Desperta, ó homem: por tua causa Deus se fez
homem. Desperta, tu que dormes, levanta-te dentre os mortos e sobre ti
Cristo resplandecerá. Por tua causa, repito, Deus se fez homem.
Estarias morto para sempre, se ele não
tivesse nascido no tempo. Jamais te libertarias da carne do pecado, se ele não
tivesse assumido uma carne semelhante à do pecado. Estarias condenado a uma
eterna miséria, se não fosse a sua misericórdia.
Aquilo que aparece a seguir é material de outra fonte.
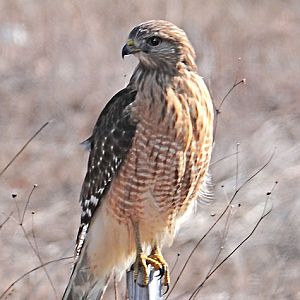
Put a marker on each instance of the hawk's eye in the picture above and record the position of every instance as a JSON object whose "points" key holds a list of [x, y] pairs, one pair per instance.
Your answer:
{"points": [[154, 41]]}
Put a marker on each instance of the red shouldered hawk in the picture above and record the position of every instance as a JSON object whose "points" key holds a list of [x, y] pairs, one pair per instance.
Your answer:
{"points": [[149, 155]]}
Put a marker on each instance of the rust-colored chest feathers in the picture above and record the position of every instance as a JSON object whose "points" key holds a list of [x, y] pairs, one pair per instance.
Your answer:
{"points": [[170, 153]]}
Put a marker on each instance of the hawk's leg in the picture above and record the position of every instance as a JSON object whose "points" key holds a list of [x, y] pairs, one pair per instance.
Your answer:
{"points": [[155, 259], [164, 270]]}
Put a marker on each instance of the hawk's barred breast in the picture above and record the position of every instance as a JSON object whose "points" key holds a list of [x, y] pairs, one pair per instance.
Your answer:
{"points": [[149, 155], [169, 156]]}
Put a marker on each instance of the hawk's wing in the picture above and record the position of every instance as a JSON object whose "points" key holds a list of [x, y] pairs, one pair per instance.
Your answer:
{"points": [[111, 139]]}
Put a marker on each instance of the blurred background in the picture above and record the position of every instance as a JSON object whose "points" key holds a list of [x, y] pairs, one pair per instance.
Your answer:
{"points": [[60, 61]]}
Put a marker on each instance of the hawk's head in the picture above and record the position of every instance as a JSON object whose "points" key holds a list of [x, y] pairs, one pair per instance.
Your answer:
{"points": [[159, 43]]}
Não voltarias à vida, se ele
não tivesse vindo ao encontro da tua morte. Terias perecido, se ele não te
socorresse. Estarias perdido, se ele não viesse salvar-te.
Celebremos com alegria a vinda da nossa
salvação e redenção. Celebremos este dia de festa, em que o grande e eterno
Dia, gerado pelo Dia grande e eterno, veio a este nosso dia temporal e tão
breve.
Ele se tornou para nós justiça, santificação
e libertação, para que, como está escrito, “quem se gloria, glorie-se no
Senhor”.
A verdade brotará da terra, o Cristo que
disse: eu sou a verdade (Jo 14,6), nasceu da Virgem. E a justiça
olhou do alto do céu, porque o homem, crendo naquele que nasceu, é justificado
não por si mesmo, mas por Deus.
A verdade brotou da terra porque o
Verbo se fez carne. E a justiça olhou do alto do céu porque todo
o dom precioso e toda a dádiva perfeita vêm do alto.
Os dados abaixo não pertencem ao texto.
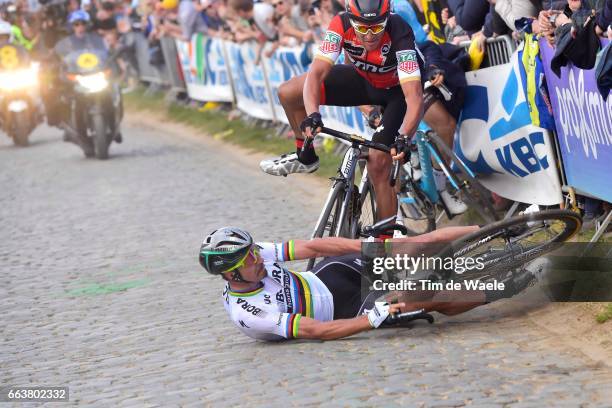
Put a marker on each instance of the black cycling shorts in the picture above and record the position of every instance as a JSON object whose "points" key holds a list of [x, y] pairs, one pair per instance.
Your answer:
{"points": [[345, 87], [343, 277]]}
A verdade brotou da terra, isto é, da carne
de Maria. E a justiça olhou do alto do céu porque o homem não
pode receber coisa alguma, se não lhe for dada do céu.
Justificados pela fé, estamos em paz com Deus porque a
justiça e a paz se beijaram por intermédio de nosso Senhor Jesus Cristo,
pois a verdade brotou da terra. Por ele tivemos acesso, pela fé, a
esta graça na qual estamos firmes e nos gloriamos, na esperança da glória de
Deus. Não disse “de nossa glória”, mas da glória de Deus, porque a justiça não
procede de nós, mas olha do alto do céu. Portanto, quem se gloria não
se glorie em si mesmo, mas no Senhor.
Eis por que, quando o Senhor nasceu da
Virgem, os anjos cantaram: Glória a Deus nas alturas e paz na terra aos
homens de boa vontade.
Como veio a paz à terra senão por ter a
verdade brotado da terra, isto é, Cristo ter nascido em carne humana? Ele
é a nossa paz: de dois povos fez um só, para que fôssemos homens de boa
vontade, unidos uns aos outros pelo suave vínculo da caridade.
Alegremo-nos com esta graça, para que nossa
glória seja o testemunho da nossa consciência, e assim nos gloriaremos, não em
nós mesmos, mas no Senhor. Por isso disse o Salmista: Vós sois a minha
glória que levanta a minha cabeça. Na verdade, que graça maior Deus poderia nos
conceder do que, tendo um único Filho, fazê-lo Filho do homem e reciprocamente
fazer os filhos dos homens serem filhos de Deus?
Procurai o mérito, procurai a causa, procurai
a justiça; e vede se encontrais outra coisa que não seja a graça de Deus.